Changelog:

Task

  1. We recommend doing this lab on Linux (a department machine or in a VM). If you do not, then see the compatiblity note below.

    If you experience issues with “Illegal instruction” errors either use a department machine (via NX or via SSHing into portal.cs.virginia.edu) or remove the GCC7 and Clang versions of sum from sum_benchmarks.c.

  2. Download the lab tarball here. Extract the tarball. (Last updated 5 April 2019)

  3. Build the lab with make and run the produced program ./sum. This will benchmark 4 different functions that equivalent to the following C function:

    unsigned short sum_C(long size, unsigned short * a) {
        unsigned short sum = 0;
        for (int i = 0; i < size; ++i) {
            sum += a[i];
        }
        return sum;
    }
    
  4. Create a copy of sum_simple.s, which contains a commented assembly implementation of the above sum function, called sum_unrolled2.s. (See below for an explanation.) Modify this copy to rename the sum function to sum_unrolled2 and unroll the loop to handle two elements per iteration. You do not need to handle sizes that are not multiples of 16.

    Add the resulting sum_unrolled2 function to sum_benchmarks.c, recompile with make, then observe how much faster the unrolled version is by running ./sum.

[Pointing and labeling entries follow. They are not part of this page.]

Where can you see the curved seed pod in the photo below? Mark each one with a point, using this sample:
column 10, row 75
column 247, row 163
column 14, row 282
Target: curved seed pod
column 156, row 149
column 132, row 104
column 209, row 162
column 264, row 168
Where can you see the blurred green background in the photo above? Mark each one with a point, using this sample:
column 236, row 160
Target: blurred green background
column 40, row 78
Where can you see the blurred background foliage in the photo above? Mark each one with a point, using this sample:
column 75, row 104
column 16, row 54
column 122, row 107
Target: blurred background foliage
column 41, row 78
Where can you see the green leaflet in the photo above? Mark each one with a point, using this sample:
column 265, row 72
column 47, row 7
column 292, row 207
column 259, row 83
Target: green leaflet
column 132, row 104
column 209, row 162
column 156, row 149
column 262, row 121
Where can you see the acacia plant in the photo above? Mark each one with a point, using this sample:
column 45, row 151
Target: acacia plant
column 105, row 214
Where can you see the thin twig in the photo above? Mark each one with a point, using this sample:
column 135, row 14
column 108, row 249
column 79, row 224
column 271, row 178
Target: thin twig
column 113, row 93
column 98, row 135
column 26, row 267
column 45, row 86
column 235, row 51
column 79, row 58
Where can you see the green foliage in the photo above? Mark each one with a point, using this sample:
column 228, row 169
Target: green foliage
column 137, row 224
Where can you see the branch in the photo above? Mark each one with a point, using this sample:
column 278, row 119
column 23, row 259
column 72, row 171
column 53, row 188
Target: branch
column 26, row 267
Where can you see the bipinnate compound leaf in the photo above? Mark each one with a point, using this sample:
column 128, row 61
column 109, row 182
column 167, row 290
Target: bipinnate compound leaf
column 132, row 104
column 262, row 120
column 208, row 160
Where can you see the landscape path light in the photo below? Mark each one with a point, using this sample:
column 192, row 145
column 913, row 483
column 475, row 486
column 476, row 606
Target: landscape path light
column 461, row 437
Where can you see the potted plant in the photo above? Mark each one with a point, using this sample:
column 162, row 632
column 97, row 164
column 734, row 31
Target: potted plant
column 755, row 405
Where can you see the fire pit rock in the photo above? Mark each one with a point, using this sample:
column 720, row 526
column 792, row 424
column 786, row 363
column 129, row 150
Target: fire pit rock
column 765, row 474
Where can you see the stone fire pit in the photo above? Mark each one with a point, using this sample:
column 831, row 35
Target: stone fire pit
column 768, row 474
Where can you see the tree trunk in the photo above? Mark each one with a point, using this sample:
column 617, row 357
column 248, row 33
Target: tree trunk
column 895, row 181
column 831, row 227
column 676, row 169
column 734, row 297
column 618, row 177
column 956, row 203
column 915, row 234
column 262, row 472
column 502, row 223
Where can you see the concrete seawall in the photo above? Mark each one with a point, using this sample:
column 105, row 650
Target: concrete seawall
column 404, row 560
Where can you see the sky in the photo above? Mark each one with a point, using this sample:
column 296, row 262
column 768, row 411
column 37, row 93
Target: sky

  5. Repeat the previous step, but unroll to handle 4 elements per iteration (using the name sum_unrolled4).

  6. Create a copy of your sum_unrolled4.s called sum_multiple_accum.s. Rename the function in this copy to sum_multiple_accum and modify it to use multiple accumulators. (That is, multiple variables to store intermediate results, like slide 9 of the pipe6 lecture slides.) Make sure you obey the calling convention when choosing where to store the additional accumulators. Add this to sum_benchmarks.c and observe how much faster it is than the unrolled version.

  7. In sum_benchmarks.c, create a copy of sum_C called sum_multiple_accum_C that uses multiple accumulators like in your assembly solution. Compare its performance to the assembly version.

  8. In a text file called times.txt report the performance for the naive assembly version, and each of the versions you created on the largest size tested.

    If possible and you have time, we suggest testing on multiple machines (e.g. your laptop and a department machine).

  9. Run make looplab-submit.tar to create an archive of all your .s files and the text file. Submit this file to kytos. If you are working remotely on a department machine, our guide to using SSH and SCP or other file transfer tools may be helpful.

Files in the tarball

The supplied version of sum

The 4 versions we have supplied are:

Compatability note

OS X requires that function names have an additional leading underscore in assembly. So, the supplied assembly files will not work on OS X. The easiest thing to do is use Linux for the lab (either via SSH or via a VM). Alternately, you can modify the assembly files to add an _ before the function names (e.g. changing sum_simple: to _sum_simple: and .global sum_simple to .global _sum_simple).

If you experience issues with “Illegal instruction” errors, this means that your processor is a little older than we expected. Either use a department machine (via NX or via SSHing into portal.cs.virginia.edu) or remove the GCC7 and Clang versions of sum from sum_benchmarks.c.

Dealing with large output

You can redirect the output of ./sum to a file using something like

      ./sum > output.txt

    

Then open output.txt in a text editor.

No performance improvement?

Make sure you that your loop unrolling implementation does not increment the index i more than needed.

It is possible that, due to the simple nature of addition, that you will hit the latency bound rather quickly:

Appendix: Timing

Cycle counters

The timing code we have supplied uses the rdtsc (ReaD Time Stamp Counter) instruction to measure the performance of the function. Historically, this accessed a counter of the number of processor clock cycles. On current generation processors, where different processor cores have different clock rates and clock rates vary to save power, that is no longer how rdtsc works. On modern systems, rdtsc accesses the number of cycles of a counter that counts at a constant rate regardless of the actual clock speeds of each core. This means that the cycle counter reliably measures “wall clock” time rather than actually measuring the number of cycles taken.

Since clock rates vary on modern processors, measurements of wallclock time do not have an obvious correlation to number of clock cycles. A particular problem are processor features like Intel Turbo Boost or AMD Turbo Core. (These might generally be called “dynamic overclocking”.) In these cases, processor cores briefly operate at faster than the normal maximum clock rate. This means that microbenchmarks like ours my make the processor appear faster than it would be under normal operation — e.g., if we needed to compute sums repeatedly over a period of time. The cycle counter generally counts clock cycles at the “normal” sustained clock rate.

Taking minimums

The function tries to give the approximate minimum timing, ignoring temporary effects like moving arrays into cache or other things running on the system. To do this, it runs the function until:

It then returns the 5th shortest time (ordinarily within .5% of the shortest time).